Pennsylvania State Police at Rockview said Justin D. Hinds, 35, allegedly beat the woman with a crude weapon made by affixing a nail to a heavy flashlight, threw a cell phone at her face, breaking a tooth, and pointed a loaded shotgun at her.
What’s the appeal of this drug, exactly? Cathy Coonz, a behavioral specialist, explained the side effects in a recent presentation to one West Virginia community. From the West Virginia Inter Mountain:
Bath salts are appealing to users because they may induce euphoria, increased sociability and music appreciation, sexual arousal and pleasant hallucinations. However, users also frequently experience extremely unpleasant side effects such as paranoia, profuse sweating, delusions, intense thirst, vomiting, violent or psychotic behavior, and self-mutilation, Coontz said.
Not the best trade-off, eh? But despite the media attention the scariest bath salts fatalities have continued to receive, people are still experimenting with this stuff. Meanwhile, ER doctors, law enforcement agencies, and scientists have all struggled to keep up.

A research team from the University of Virginia, hoping to increase our collective understanding of the sinister salts, compiled data about its use and effects for the latest issue of the Journal of Addiction Medicine. The researchers, led by addiction medicine specialist Dr. Erik W. Gunderson, found that the drug’s effects are similar to those of cocaine and amphetamine, though the compound may be slightly different. Short-term “acute toxicity” has led to both suicides and homicides, and in the long term, the drug does appear to be addictive.

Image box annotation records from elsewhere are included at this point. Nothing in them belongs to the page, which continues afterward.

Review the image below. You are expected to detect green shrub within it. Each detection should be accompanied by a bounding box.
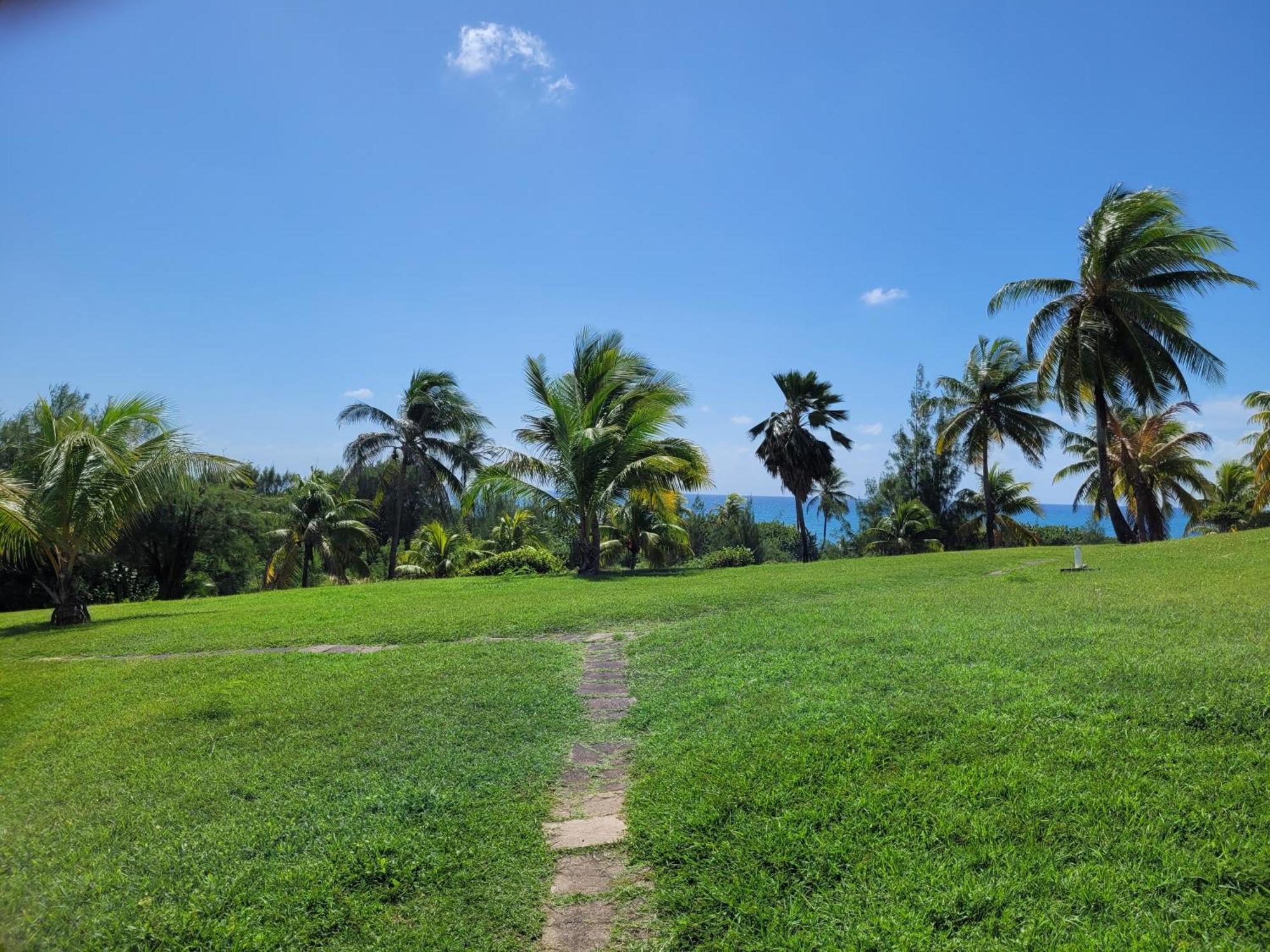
[467,548,564,575]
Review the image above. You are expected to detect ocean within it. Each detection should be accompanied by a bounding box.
[688,493,1186,538]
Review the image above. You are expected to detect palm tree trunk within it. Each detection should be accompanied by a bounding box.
[389,452,405,579]
[1093,381,1134,543]
[983,454,997,548]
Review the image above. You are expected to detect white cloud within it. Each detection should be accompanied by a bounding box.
[446,23,577,103]
[860,288,908,307]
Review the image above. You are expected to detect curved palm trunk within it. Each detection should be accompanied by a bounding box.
[1093,382,1134,542]
[389,462,405,579]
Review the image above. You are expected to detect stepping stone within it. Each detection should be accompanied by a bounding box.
[542,901,617,952]
[551,853,625,896]
[578,680,626,697]
[542,815,626,849]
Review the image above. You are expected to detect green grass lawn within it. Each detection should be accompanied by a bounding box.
[0,532,1270,949]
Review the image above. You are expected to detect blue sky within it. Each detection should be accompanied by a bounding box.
[0,0,1270,501]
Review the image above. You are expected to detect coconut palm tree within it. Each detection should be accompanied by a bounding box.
[749,371,851,562]
[599,491,688,569]
[806,466,851,548]
[860,499,944,555]
[988,185,1256,542]
[1054,401,1213,542]
[264,473,376,589]
[337,371,489,579]
[931,335,1060,548]
[0,396,245,625]
[958,463,1045,546]
[399,519,489,579]
[464,330,709,575]
[1243,390,1270,512]
[1186,459,1257,532]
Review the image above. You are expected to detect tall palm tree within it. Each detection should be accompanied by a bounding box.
[806,466,851,548]
[4,396,246,625]
[264,473,375,589]
[860,499,944,555]
[931,335,1060,548]
[988,185,1256,542]
[338,371,489,579]
[958,463,1045,546]
[464,330,710,575]
[749,371,851,562]
[1054,401,1213,542]
[1243,390,1270,512]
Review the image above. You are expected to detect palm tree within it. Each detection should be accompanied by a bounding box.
[464,330,709,574]
[399,519,489,579]
[337,371,489,579]
[931,335,1060,548]
[861,499,944,555]
[1243,390,1270,512]
[749,371,851,562]
[264,473,376,589]
[1186,459,1257,532]
[599,491,688,569]
[806,466,851,548]
[958,463,1045,546]
[3,396,246,625]
[1054,401,1213,542]
[988,185,1256,542]
[489,509,542,552]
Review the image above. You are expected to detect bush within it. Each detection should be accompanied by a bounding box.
[467,548,564,575]
[692,546,754,569]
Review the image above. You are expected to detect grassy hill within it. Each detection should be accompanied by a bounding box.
[0,532,1270,949]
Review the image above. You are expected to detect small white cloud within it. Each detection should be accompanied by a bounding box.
[860,288,908,307]
[446,23,577,103]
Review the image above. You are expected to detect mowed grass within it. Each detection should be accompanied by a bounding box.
[0,642,582,949]
[0,532,1270,949]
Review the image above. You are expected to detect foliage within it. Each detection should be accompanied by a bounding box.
[749,371,851,562]
[467,548,564,575]
[988,185,1256,542]
[464,330,709,574]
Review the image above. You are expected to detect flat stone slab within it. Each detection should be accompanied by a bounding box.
[551,853,626,896]
[542,901,617,952]
[542,815,626,849]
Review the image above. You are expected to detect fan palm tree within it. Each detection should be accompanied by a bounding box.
[1054,401,1213,542]
[399,519,489,579]
[599,491,688,569]
[464,330,709,574]
[338,371,489,579]
[931,335,1060,548]
[958,463,1045,546]
[988,185,1256,542]
[1186,459,1257,532]
[806,466,851,548]
[0,396,246,625]
[1243,390,1270,512]
[264,473,375,589]
[860,499,944,555]
[749,371,851,562]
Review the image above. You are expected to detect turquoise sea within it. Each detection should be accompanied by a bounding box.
[688,493,1186,538]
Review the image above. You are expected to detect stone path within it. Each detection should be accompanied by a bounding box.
[542,632,649,952]
[32,645,396,661]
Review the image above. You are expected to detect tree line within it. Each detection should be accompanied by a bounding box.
[0,187,1270,623]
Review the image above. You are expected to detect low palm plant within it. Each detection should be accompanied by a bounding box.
[264,473,376,589]
[958,463,1045,546]
[0,396,246,625]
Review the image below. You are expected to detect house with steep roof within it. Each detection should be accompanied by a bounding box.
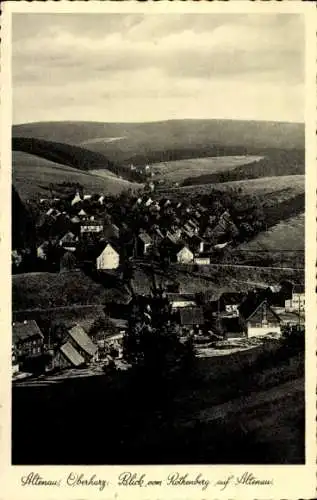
[71,191,82,206]
[239,294,281,337]
[176,245,194,264]
[59,342,86,368]
[167,292,197,310]
[178,307,205,327]
[285,284,305,313]
[68,325,98,363]
[36,241,48,260]
[59,231,77,252]
[221,316,246,339]
[220,292,245,316]
[138,232,153,255]
[96,243,120,270]
[12,320,44,360]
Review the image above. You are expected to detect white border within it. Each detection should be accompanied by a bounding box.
[0,0,317,500]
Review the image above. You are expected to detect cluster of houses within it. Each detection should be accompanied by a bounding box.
[12,282,305,375]
[12,320,127,375]
[12,188,239,272]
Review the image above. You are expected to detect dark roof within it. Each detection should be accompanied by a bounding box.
[12,319,43,343]
[110,318,128,329]
[68,325,98,356]
[239,294,279,320]
[167,292,196,301]
[60,252,77,269]
[139,233,152,244]
[60,231,76,243]
[179,307,205,325]
[221,292,245,305]
[221,318,243,333]
[60,342,85,366]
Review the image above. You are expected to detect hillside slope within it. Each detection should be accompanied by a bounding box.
[13,120,304,164]
[12,137,114,171]
[12,151,139,199]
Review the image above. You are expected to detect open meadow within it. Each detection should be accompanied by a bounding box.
[12,151,139,200]
[151,155,262,183]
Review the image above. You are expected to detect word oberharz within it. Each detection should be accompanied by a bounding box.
[118,472,209,491]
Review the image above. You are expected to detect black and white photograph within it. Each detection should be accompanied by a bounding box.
[8,10,306,472]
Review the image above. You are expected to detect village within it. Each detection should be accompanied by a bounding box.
[12,182,305,380]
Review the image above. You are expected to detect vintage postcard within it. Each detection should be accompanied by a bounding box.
[0,1,316,500]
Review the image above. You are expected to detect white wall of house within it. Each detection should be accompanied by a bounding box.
[247,325,281,337]
[144,243,152,255]
[285,293,305,312]
[97,245,120,269]
[194,257,210,266]
[177,247,194,264]
[172,300,196,309]
[80,225,103,233]
[225,304,239,315]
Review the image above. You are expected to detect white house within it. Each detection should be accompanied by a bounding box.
[167,293,197,310]
[239,299,281,337]
[176,246,194,264]
[96,243,120,269]
[138,232,153,255]
[36,242,48,260]
[71,191,82,206]
[194,256,210,266]
[285,285,305,312]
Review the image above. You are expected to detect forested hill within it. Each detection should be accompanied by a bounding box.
[12,137,114,170]
[183,149,305,186]
[11,185,36,250]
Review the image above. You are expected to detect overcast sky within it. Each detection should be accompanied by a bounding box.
[12,14,304,123]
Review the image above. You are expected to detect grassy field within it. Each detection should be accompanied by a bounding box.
[12,271,109,311]
[239,213,305,251]
[168,175,305,196]
[12,151,139,199]
[151,155,261,182]
[133,264,304,294]
[13,120,304,165]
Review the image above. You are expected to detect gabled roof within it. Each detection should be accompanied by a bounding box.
[68,325,98,356]
[221,317,243,333]
[96,241,119,257]
[177,244,193,255]
[59,231,76,243]
[139,233,152,244]
[60,342,85,367]
[221,292,245,305]
[179,307,205,325]
[12,319,43,343]
[239,296,279,321]
[167,292,196,302]
[293,283,305,293]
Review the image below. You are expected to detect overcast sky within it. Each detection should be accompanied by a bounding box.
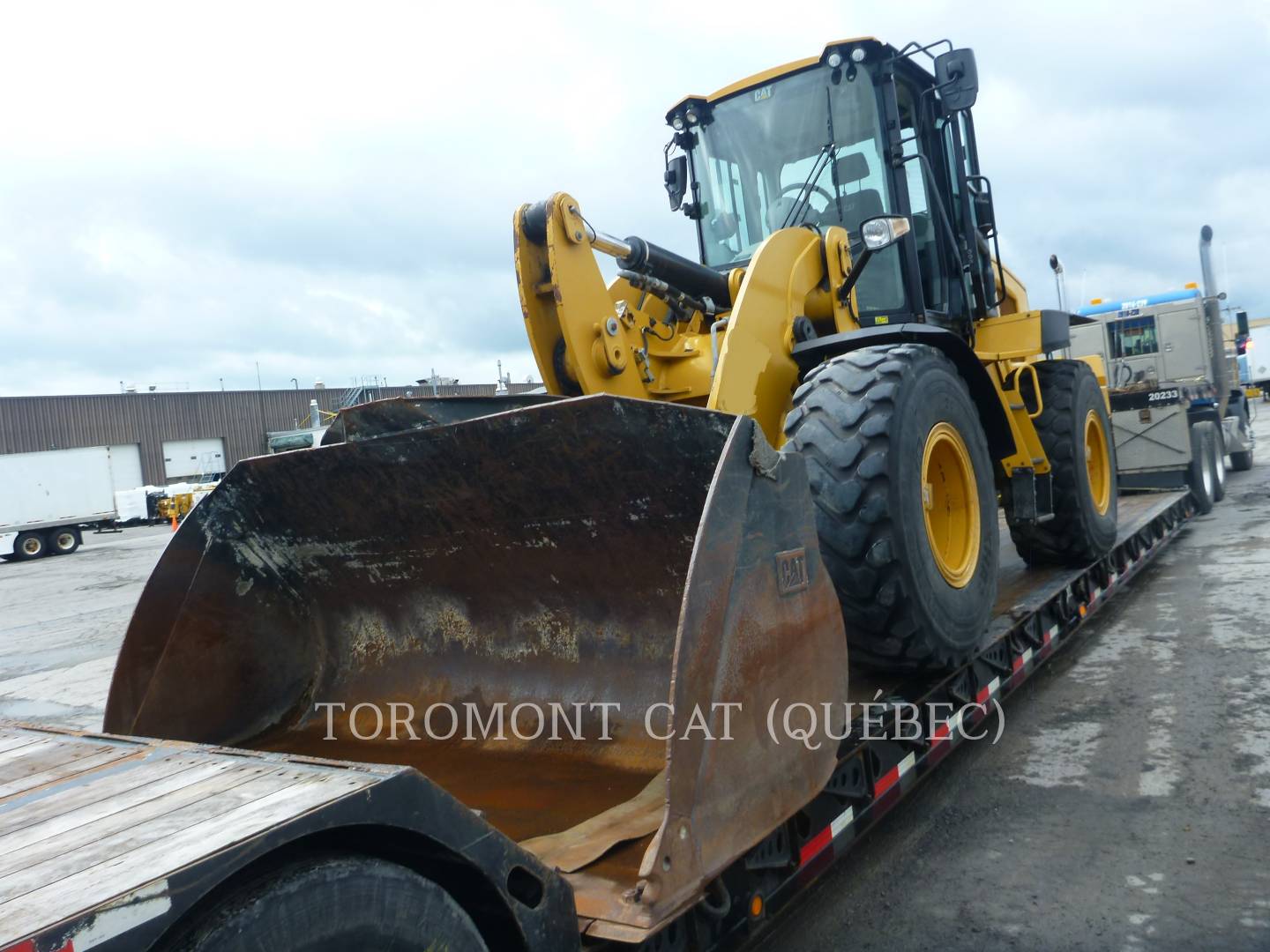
[0,0,1270,395]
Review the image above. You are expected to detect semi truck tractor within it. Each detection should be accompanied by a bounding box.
[0,38,1194,952]
[1072,225,1255,513]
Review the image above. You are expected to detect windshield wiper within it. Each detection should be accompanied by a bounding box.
[781,139,837,228]
[781,86,842,228]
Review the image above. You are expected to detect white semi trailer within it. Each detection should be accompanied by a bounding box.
[0,447,126,559]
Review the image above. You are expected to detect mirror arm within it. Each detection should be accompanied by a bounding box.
[838,245,872,305]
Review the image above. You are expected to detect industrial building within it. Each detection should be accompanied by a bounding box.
[0,380,540,488]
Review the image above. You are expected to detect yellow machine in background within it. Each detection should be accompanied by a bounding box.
[514,40,1117,666]
[104,41,1117,948]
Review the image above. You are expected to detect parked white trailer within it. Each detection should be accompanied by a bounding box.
[0,447,128,559]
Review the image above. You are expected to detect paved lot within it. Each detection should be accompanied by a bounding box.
[0,525,171,730]
[0,415,1270,952]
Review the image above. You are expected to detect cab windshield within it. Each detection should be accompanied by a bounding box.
[692,64,904,317]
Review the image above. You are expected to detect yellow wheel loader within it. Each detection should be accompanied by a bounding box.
[514,40,1117,667]
[106,40,1117,943]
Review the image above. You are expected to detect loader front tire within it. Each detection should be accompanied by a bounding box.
[1005,361,1117,565]
[785,344,999,670]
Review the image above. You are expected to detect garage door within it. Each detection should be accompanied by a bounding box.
[107,443,145,493]
[162,436,225,482]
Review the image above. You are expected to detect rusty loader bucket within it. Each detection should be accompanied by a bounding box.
[106,396,847,940]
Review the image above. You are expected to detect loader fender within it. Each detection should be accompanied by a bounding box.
[793,324,1015,459]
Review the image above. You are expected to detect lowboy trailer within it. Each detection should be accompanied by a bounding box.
[0,493,1195,952]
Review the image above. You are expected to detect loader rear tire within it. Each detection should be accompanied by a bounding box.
[164,856,488,952]
[1005,361,1117,565]
[785,344,999,670]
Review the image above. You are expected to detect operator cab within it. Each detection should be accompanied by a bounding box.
[666,40,1005,337]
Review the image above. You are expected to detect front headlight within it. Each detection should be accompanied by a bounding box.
[860,214,909,251]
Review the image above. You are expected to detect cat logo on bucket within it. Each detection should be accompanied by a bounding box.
[776,548,811,595]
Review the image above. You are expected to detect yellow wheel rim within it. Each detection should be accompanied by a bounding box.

Since the drug is so new, and since manufacturers keep tweaking the recipe to circumvent each new ban on its ingredients, ER doctors and poison control centers don’t always know how to test for its presence in a patient’s body, or to respond to overdose situations. The UVA report recommended that, when in doubt, treatment for bath salt toxicity should resemble the treatment of other more familiar stimulants.According to Science Daily:
Substituted cathinone products are still new, so there are no formal guidelines for medical treatment of acute toxicity. Experience suggests that physical symptoms resolve after a few days, with supportive care. However, psychotic effects such as hallucinations may persist for a longer time. Intoxicated patients need close psychiatric observation and monitoring to keep them from harming themselves or others.
Another dangerous aspect of this drug is the propensity of its users to want to use other types of readily available drugs in combination, to calm themselves down or counteract the insomnia it causes. For instance, the UVA team found in a case study of one man’s three-week-long bath salts binge that his symptoms were exacerbated by his use of Benadryl to try to “come down” and sleep each night. He was hallucinating people in his yard. The drug’s interaction with the Benadryl only made things worse. An excerpt of the case study:
…the hallucinations had increased after taking diphenhydramine, which prompted him to climb onto his roof with a crossbow. He fired 2 arrows into the yard after giving the figures “the opportunity to identify themselves.” He had transient suicidal ideation later in the night, which occurred after the number of people increased from what were “always” there, 3 individuals dressed in white to 6 to 7 individuals. His plan was to use the crossbow.
Luckily, the cross-bow-wielder eventually made it to an emergency room and got help. It took about 24 hours after his last bath-salt ingestion (he was snorting the drug), until he seemed to be thinking clearly again and his heart rate was back to normal.

The UVA report ended with an extreme understatement: “a greater understanding of the behavioral pharmacology, health effects, and management of substituted cathinone use remains urgently needed.”